I found many things to disagree with in Sylvester Schieber and Phillip Longman’s take on collective bargaining for public sector workers, but it is an impressively sane, lucid take on the issue from a union-friendly perspective, e.g.,
Public employees sometimes complain that they receive lower salaries than their counterparts in the private sector. That’s often true, but when the value of their pensions and other benefits are factored in, their total compensation, especially for blue-collar jobs, is frequently at least competitive, if not superior. Proof of this is how few public employees quit. It’s telling that workers in the private sector, according to the Bureau of Labor Statistics, are more than three times more likely to quit their jobs than state and local workers, whose monthly turnover is just .5 percent.
Schieber and Longman’s core point is that “union-busting” won’t address the underlying problem of unchecked growth of deferred compensation for public workers. To that end, they offer an even more dramatic solution:
But the preferred solution by some policymakers— bust the unions—isn’t the appropriate response. That’s because it doesn’t address the core problem, which predates collective bargaining in the public sector and is found even where unions don’t exist. Instead, the real problem is something no one wants to talk about precisely because it’s so bipartisan: both political parties, for different reasons, have incentives to use pensions as ways to borrow from the future. The way to fix, or at least alleviate, this problem is not to take rights away from unions. It is to give more power to voters.
Wow. One could say that negotiations with public workers introduce very serious agency problems: it is future taxpayers who are on the hook for deferred compensation, and present-day elected officials who reap the benefits from keeping public workers happy. This is true, as Schieber and Longman argue, even in non-union environments:
Military retirees, after all, don’t have a union, and yet the cost of the pensions promised to them by Congress over the years now comes to $1.3 trillion, or $10,700 for every U.S. household. Similarly, long before most federal workers earned any formal right to collective bargaining under the Civil Service Reform Act of 1978, the Civil Service Retirement System, created in 1920, was amassing huge unfunded liabilities for which we are still paying now. Today, the handful of states that don’t allow collective bargaining among their public employees generally have benefit plans that are just as generous as states that do allow it. One of those nonunion states, Virginia, faces $17.6 billion in unfunded pension liabilities.

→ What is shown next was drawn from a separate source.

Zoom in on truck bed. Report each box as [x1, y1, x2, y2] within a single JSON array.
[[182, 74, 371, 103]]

After outlining the nature of the conflict of interest facing government decisionmakers, Schieber and Longman float an analogy to floating bonds:
When a city or state is considering whether to float bonds to finance a major project, like building a school or a highway, the rule almost everywhere is that the issue has to be approved by referendum. In Wisconsin, for example, no school board can commit to a capital project of more than $1 million without taking it to the district for a vote. That’s because otherwise there is too little check on politicians borrowing from the future to benefit their favorite contractors and other constituents. With so much backroom self-dealing possible, sunshine and direct democracy are a necessary corrective.
We could easily apply the same rule to public employee pensions. Let the unions and the politicians negotiate all they want, but if they come up with a contract that puts future taxpayers on the hook for the cost of making pension and other retirement benefits more generous, it should go to a vote of the people. If the people are feeling generous, or if they feel there is indeed a strong case for why public employees need more generous pensions, they may well go along. If they feel there are more compelling purposes for which they should be spending their own or their children’s money, they will not.
I’m sorry, but this is absolutely brilliant and it pains me that Schieber and Longman are only proposing this excellent idea now. Gov. Christie in New Jersey has said that the important isn’t collective bargaining rights per se, but making sure that the collective bargaining process is sufficiently adversarial rather than collusive. Though a referendum isn’t a perfect tool, as the authors acknowledge, it does change the incentives in a significant way.
This is easily one of the best ideas I’ve seen in some time. Note that it will have a restraining effect on government decisionmakers from the start. I still think that public sector unions have more political power than is appropriate, which is why I’d favor opt-in instead of opt-out for political expenditures at a bare minimum. This political muscle-flexing would become a bigger deal in the referendumverse, particularly in low-turnout elections.
Think about how different the politics of Wisconsin would have looked had the Schieber-Longman proposal been on the table.